In the sleepless, in the limbo, in the strange energy of this year, in the rearranging of plans, in gathering myself to go back to a world full of judgement and commodity, as it crosses my mind to just forget about that, I unearth a new prized possession. My time away from the music business has been a wonderful chapter, unexpectedly precious to me. Like a buried treasure I didn’t know I had in my pocket. When I first looked at that 20 month old bald head and said this is the last tour, I felt like I had failed everybody. I thought my musical path and my creative life would be lost to me. Whatever is ahead, I love my deeply rooted, deeply quiet, deeply normal life in my community. These past five years offstage have been my finest act.
Another record won’t change the world. It probably won’t even change my world. For decades, I told myself this next corner up ahead is gonna make everything make sense! We’ll give raises and have more studio days and a guitar tech! Obama was president and the world didn’t seem quite so on fire, even though it probably was. The time when I would take up any challenge to keep a band together is gone. What I will never give up on, though, is how music can open my heart in ways that never stop surprising me.
Jean and I eat hamburgers at our favorite old-fashioned joint, stop into my favorite wine shop. Nina Simone is on the radio. Her song moves through me in a way that I have not experienced music in a long time. As if it has nothing to do with me. As if music is not a part of me, not something I participate in. I just listen. There is no thinking about who is playing or how the voice moves through the throat to make a sound so rich. No search for how the lyrics work.
Jean interrupts this daydream. “Mom, did they have hamburgers when you were a little girl?”
“Yes, of course they did. How old do you think I am?”
“So when were hamburgers invented?”
“You’ll have to ask your grandfather that,” I tell her, shaking my head.
Limbo is gone. In the bright little wine shop, I am right where I am supposed to be. Being the audience is amazing. Being the audience for somebody like Nina Simone, for someone like Jean, for my little street, our beloved friends who wave to us from close and far. What amazing good fortune — to be in the audience for this big, bright, messy miracle of a crazy world. I wouldn’t trade it for anything. You couldn’t pry it from my hands.

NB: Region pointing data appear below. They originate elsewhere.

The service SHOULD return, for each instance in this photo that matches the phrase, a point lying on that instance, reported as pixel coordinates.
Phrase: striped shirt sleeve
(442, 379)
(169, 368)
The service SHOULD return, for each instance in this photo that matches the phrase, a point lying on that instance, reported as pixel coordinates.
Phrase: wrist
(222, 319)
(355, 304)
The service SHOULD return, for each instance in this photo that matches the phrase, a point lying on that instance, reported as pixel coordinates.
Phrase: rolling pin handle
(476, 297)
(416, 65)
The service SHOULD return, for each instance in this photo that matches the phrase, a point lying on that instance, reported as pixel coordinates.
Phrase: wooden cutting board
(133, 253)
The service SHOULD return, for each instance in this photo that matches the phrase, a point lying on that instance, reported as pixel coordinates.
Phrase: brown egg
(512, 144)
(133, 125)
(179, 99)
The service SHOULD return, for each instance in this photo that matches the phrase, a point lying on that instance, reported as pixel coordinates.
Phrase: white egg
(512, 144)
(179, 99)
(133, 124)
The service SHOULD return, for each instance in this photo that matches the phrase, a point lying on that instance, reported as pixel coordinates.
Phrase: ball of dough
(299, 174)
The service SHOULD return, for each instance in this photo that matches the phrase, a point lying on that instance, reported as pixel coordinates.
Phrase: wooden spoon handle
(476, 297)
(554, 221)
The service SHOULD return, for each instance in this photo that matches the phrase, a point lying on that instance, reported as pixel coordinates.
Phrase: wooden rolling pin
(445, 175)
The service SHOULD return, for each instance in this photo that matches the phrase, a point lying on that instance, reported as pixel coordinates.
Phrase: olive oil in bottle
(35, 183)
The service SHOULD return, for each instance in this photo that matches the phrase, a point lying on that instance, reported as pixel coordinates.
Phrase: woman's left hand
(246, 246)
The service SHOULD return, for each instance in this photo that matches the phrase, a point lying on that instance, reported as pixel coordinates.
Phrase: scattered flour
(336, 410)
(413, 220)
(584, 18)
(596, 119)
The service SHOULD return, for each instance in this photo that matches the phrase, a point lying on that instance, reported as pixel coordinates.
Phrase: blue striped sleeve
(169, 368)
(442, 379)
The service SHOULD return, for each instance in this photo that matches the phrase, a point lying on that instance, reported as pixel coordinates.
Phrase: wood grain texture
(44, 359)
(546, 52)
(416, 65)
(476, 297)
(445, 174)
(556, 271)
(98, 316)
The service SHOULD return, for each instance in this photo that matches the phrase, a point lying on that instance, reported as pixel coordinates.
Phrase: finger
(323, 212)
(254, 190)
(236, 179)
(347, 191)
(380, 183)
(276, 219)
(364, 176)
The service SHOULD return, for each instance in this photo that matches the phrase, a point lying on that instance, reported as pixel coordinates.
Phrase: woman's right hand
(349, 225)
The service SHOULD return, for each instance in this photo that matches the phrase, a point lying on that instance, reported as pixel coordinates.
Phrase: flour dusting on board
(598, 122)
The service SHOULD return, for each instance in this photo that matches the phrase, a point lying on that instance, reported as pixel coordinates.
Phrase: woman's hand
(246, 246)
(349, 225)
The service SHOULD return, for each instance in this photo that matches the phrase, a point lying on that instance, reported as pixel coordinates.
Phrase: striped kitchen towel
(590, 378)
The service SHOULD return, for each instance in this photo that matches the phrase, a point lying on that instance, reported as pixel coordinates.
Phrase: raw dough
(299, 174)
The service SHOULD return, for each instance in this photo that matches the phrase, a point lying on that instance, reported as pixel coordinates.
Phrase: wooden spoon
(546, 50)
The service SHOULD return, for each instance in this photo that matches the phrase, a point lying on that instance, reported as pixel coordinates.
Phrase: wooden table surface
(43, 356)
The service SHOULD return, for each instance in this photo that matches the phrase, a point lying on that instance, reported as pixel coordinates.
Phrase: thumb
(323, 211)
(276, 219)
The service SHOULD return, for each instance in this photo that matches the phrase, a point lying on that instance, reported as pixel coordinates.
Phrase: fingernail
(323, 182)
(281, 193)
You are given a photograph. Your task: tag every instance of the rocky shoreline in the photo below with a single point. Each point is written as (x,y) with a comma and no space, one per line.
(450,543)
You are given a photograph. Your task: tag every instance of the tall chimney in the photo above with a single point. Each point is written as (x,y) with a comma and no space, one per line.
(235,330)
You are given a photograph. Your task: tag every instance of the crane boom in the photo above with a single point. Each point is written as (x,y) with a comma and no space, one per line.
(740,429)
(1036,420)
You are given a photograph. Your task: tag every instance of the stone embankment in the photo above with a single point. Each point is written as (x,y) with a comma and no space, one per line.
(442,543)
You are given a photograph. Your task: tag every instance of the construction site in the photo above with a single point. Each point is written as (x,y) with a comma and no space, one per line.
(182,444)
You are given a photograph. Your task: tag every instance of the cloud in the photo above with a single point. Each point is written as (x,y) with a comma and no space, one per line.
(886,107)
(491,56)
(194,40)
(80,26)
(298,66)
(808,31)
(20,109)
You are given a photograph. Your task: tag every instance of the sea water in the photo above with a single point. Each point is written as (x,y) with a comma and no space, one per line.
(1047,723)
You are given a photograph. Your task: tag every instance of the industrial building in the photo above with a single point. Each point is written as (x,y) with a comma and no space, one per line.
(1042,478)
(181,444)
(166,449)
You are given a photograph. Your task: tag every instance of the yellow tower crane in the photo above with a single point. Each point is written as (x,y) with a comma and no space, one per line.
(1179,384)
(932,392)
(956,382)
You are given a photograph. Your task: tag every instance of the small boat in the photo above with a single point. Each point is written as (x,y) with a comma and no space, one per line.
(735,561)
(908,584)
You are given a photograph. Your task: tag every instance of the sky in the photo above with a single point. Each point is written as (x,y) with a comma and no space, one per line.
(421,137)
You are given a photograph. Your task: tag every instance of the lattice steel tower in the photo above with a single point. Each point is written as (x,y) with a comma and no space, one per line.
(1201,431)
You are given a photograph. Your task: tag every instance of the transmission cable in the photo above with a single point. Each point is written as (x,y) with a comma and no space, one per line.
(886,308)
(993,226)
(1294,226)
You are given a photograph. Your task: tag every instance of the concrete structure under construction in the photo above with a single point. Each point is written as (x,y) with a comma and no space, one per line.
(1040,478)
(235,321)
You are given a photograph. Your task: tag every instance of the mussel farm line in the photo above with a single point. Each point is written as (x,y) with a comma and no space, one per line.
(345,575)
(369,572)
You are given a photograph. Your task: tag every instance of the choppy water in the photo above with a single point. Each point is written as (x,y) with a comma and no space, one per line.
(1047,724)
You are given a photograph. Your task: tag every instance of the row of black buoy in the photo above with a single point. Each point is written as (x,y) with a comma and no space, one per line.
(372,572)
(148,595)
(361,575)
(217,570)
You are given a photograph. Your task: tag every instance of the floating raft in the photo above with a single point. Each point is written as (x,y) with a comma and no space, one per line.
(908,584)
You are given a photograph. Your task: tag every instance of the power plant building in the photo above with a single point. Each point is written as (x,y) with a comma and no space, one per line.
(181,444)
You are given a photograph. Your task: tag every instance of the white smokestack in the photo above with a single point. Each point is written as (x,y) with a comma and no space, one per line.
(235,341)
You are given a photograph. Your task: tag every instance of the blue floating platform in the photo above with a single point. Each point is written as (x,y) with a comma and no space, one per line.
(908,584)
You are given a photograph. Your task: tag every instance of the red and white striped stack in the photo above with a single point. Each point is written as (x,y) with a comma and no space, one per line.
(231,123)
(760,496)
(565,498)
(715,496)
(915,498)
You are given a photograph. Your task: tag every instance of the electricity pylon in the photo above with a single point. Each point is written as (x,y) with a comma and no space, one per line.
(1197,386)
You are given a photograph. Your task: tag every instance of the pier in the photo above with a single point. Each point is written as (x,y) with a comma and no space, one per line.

Maybe I’ll be singing again soon. But until then, I’m taking it all in from the seats down front.
Tift, first Jean, the little joy machine, is incredible!
You are so talented at many things and work so hard on causes and things you believe in.
We love hearing your music.
We know new music will come if it’s the right thing for you!
I’m trying to learn guitar slowly with my 94-year-old (he’s a longtime musician).
He gave me a Martin D 18.
I try to learn, it’s a struggle. lol
I remember people talking to you after a KC, MO about textiles. I was amazed.
Then you were kind enough to give your then-current CD and signed it!
I hope we can all try and worry less. Events are going to freak us out I get it. And you have to be a parent (and Jean reflects how you are succeeding 👍🏼).
Thank You for everything! 🌹
Life is full of these ups and downs - thank you Tift for writing about yours, and being open to sharing your thoughts, and letting us peek inside your window for a sweet moment. As the saying goes… Nature does not hurry, yet everything is accomplished. Sending you love and best wishes - good luck with all your projects, from building the new album, to re-building that old motel.